From a portion of his 45 hectares in the Opoul/Salses-le-Château region of Roussillon, near the Corbières hills, Laurent de Besombes produces a range of 13 terroir-led wines under the Singla label. Still only in his mid-30s, de Besombes is one of the most-watched young vignerons in France.
There was a time when wine-making was something de Besombes would shrink away from rather than embrace. He admits that in his youth he was even reluctant to admit to friends what his father did for a living – labouring in vineyards of several hundred hectares, selling wine to merchants and never seeing the finished product. Then came what Laurent calls a ‘thunderbolt’ moment (in the midst of studying for another career) when he felt an intense draw back to the land. To the life of an independent vigneron, focussing on a section of the family holdings, listening to what the terroir had to offer. The path towards biodynamics followed, although he is quick to point out, ‘I seek to make good wine above all. Bio is a means, not an end.’

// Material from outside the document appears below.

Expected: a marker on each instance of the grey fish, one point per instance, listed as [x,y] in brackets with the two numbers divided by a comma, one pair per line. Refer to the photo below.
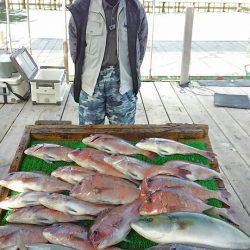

The argilo-limestone, stoney soil comes with its challenges, as does mid-summer’s intense heat. Yet the vineyards can produce remarkable wines, even if as a wine region isolated Roussillon is sometimes forgotten. (Although apparently not by the sommelier to the French President, who made room for an earlier vintage of Passe Temps in the Palace cellar.) Whole, selected fruit, foot treading, no added yeast, no fining, no filtering. It all seems…well…rather natural. Something to get entirely passionate about, whether you’re the vigneron, or a wine drinker on either side of the Atlantic.
Or a customer at Gérald and Sarah-Jane Beaumont’s new wine bar, Bistrot Les Tontons, in Saumur, due to open this month. Wish I could be there.